Role Summary
Engineer - HPC Platform. Be a catalyst for innovation in high performance computing at Lilly—transform and accelerate our HPC future by leading the design, build, and operation of scalable HPC platforms and enabling analytical, statistical, and scientific computing capabilities within Lilly’s HPC infrastructure.
Responsibilities
- Lead the engineering and operations of design, build, and maintenance of scalable HPC platforms.
- Enable Lilly’s HPC infrastructure and experiences for researchers and scientists.
- Collaborate with researchers to optimize performance and streamline workflows.
- Leverage tooling and automation for orchestration, resource scheduling, data access, and reproducibility.
- Evolve and operate public cloud and on-premises environments with a focus on availability and performance for HPC workloads.
- Define and monitor infrastructure metrics and resource utilization.
Qualifications
- Hands-on experience in HPC platforms, including accelerators (GPU), HPC schedulers (e.g., Altair Grid Engine, Slurm), Kubernetes platforms, and containers (Docker, Apptainer).
- Demonstrated experience in HPC workloads, infrastructure, and cluster architectures.
- Expertise with Linux command line, Linux troubleshooting, and HPC administration.
- Experience with DevOps tools such as GitHub, Chef, Ansible, and Terraform.
- Experience with automating infrastructure and applications.

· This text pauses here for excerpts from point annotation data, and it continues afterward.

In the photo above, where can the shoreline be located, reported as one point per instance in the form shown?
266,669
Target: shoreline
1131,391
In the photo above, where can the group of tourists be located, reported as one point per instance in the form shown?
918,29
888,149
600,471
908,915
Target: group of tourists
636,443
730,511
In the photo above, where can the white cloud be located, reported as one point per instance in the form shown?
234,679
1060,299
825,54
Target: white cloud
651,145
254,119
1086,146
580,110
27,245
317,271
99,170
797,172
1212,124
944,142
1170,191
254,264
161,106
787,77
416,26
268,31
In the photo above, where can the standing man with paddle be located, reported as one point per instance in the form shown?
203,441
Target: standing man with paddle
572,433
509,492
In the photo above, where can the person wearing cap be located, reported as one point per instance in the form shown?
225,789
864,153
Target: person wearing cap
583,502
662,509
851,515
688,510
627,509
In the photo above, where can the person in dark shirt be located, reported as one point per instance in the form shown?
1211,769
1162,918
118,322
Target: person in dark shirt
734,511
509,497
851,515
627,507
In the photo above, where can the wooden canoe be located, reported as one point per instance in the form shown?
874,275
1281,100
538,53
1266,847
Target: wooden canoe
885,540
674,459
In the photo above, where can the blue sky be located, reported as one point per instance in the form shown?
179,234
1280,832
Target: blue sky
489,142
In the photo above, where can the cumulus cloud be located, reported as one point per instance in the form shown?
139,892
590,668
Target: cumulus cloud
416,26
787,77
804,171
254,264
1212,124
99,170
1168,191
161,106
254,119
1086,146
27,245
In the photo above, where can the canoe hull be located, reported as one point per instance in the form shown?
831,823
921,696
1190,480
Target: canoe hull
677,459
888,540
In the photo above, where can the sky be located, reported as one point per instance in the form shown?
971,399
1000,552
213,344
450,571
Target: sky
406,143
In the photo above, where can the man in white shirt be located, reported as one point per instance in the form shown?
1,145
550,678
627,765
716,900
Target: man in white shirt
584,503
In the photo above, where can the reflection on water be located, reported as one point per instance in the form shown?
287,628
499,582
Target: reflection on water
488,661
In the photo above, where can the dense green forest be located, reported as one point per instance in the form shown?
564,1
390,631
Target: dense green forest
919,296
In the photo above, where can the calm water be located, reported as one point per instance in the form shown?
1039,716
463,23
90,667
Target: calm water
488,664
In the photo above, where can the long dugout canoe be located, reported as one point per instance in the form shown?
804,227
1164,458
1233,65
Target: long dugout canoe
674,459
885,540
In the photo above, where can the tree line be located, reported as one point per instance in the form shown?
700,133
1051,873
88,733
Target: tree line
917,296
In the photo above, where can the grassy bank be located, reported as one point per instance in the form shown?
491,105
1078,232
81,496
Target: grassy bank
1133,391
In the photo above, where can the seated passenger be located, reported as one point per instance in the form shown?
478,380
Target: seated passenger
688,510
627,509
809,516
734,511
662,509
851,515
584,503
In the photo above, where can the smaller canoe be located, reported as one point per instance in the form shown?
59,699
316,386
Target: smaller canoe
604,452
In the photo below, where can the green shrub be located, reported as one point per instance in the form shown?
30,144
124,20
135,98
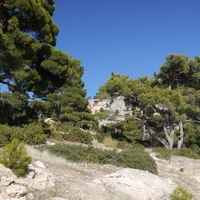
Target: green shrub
33,134
186,152
163,153
77,135
137,159
110,142
180,193
14,156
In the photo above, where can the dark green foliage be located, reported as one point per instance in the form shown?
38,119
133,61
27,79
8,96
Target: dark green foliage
137,159
78,135
180,193
29,134
14,156
34,134
5,134
163,153
186,152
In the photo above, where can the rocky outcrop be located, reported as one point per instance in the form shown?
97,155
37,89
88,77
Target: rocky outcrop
13,188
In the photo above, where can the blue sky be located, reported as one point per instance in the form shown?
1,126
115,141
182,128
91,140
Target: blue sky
130,37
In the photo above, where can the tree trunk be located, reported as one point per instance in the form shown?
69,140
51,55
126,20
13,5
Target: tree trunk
180,140
58,106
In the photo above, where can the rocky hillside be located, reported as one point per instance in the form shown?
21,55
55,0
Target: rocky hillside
54,179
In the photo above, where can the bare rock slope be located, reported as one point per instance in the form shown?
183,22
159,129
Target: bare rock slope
72,181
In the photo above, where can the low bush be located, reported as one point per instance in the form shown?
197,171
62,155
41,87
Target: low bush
110,142
77,135
14,156
34,134
163,153
137,159
180,193
186,152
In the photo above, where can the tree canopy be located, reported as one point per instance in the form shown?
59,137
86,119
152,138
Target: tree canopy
166,103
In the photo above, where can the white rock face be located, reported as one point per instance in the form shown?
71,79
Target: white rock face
39,164
137,184
13,188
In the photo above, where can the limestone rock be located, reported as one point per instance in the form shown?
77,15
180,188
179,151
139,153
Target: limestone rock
16,191
137,184
39,164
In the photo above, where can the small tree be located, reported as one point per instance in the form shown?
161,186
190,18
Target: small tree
15,156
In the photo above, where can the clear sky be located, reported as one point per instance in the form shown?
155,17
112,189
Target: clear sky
130,37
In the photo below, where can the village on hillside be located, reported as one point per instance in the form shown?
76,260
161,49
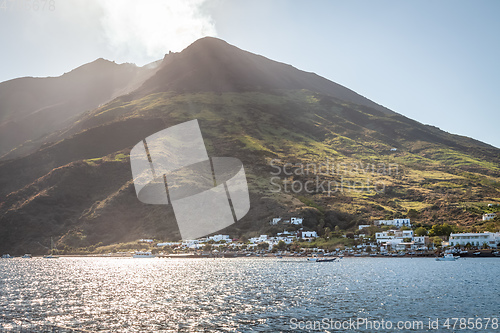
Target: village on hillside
395,237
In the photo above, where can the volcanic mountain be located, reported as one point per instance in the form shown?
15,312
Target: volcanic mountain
75,185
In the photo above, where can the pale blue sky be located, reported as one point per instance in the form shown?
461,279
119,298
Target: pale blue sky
433,61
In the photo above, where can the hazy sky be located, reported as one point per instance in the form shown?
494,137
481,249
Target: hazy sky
434,61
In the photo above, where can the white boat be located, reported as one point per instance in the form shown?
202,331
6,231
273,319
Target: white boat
447,257
143,254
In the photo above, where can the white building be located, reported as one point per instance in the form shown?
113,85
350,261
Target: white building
475,239
257,240
168,244
489,216
307,234
395,222
386,236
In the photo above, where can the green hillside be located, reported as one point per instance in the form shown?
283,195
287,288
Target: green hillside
310,148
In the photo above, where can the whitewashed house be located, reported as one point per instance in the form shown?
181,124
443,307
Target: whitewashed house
307,234
218,238
275,221
395,222
257,240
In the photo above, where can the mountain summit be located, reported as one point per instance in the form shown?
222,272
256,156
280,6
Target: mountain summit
71,178
211,64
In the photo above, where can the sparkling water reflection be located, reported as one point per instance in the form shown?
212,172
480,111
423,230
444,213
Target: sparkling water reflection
149,295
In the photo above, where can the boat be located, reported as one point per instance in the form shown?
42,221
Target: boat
447,257
52,249
143,254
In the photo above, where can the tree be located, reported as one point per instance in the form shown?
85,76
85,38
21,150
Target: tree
421,231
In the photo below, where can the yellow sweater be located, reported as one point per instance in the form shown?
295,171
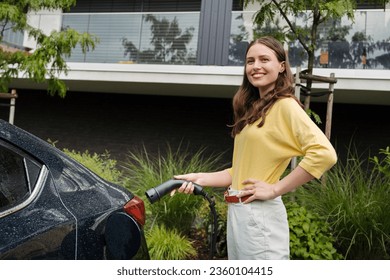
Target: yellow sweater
264,153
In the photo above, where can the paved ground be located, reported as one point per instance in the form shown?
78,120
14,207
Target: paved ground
123,123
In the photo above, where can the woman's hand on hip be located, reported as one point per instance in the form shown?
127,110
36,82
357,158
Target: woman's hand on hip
257,190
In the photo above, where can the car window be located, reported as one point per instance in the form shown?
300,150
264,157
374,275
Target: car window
18,176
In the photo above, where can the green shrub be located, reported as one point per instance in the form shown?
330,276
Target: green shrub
382,165
144,171
355,199
310,236
206,223
101,164
165,244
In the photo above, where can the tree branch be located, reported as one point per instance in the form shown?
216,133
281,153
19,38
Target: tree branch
284,15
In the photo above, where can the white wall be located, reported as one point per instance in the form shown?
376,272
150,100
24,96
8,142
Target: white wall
45,20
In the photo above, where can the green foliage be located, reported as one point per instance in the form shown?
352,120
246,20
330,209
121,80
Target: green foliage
205,224
144,171
168,244
47,62
355,199
101,164
382,165
310,235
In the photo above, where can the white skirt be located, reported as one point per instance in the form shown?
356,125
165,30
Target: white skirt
258,230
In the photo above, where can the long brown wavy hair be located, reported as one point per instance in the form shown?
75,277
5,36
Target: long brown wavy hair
248,107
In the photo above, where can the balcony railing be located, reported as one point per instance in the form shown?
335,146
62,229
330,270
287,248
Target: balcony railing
172,38
364,43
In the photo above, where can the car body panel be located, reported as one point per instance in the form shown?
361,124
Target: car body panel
65,216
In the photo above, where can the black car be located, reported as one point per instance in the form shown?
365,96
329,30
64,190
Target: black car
52,207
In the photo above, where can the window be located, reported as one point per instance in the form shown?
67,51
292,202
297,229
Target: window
18,176
126,6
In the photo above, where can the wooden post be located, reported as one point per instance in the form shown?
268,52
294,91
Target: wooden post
12,97
12,107
329,109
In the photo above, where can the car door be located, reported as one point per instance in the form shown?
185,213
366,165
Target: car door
34,224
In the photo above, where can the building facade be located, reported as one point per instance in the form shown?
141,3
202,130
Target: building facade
197,48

- Strong programming and scripting skills in Python or Bash.
- Bachelor’s degree in Computer Science, Information Technology, or related technical field.
- 2+ years’ experience as an HPC Platform Engineer.
Skills
- Platform engineering
- HPC infrastructure and cluster management
- Automation and orchestration
- Cloud and on-premises HPC integration
- Performance optimization
Education
- Bachelor’s degree in Computer Science, Information Technology, or related technical field
Additional Requirements
- Demonstrated experience leading a global large-scale infrastructure project.
- Hybrid role located in Indianapolis, IN (relocation required). < 5% travel.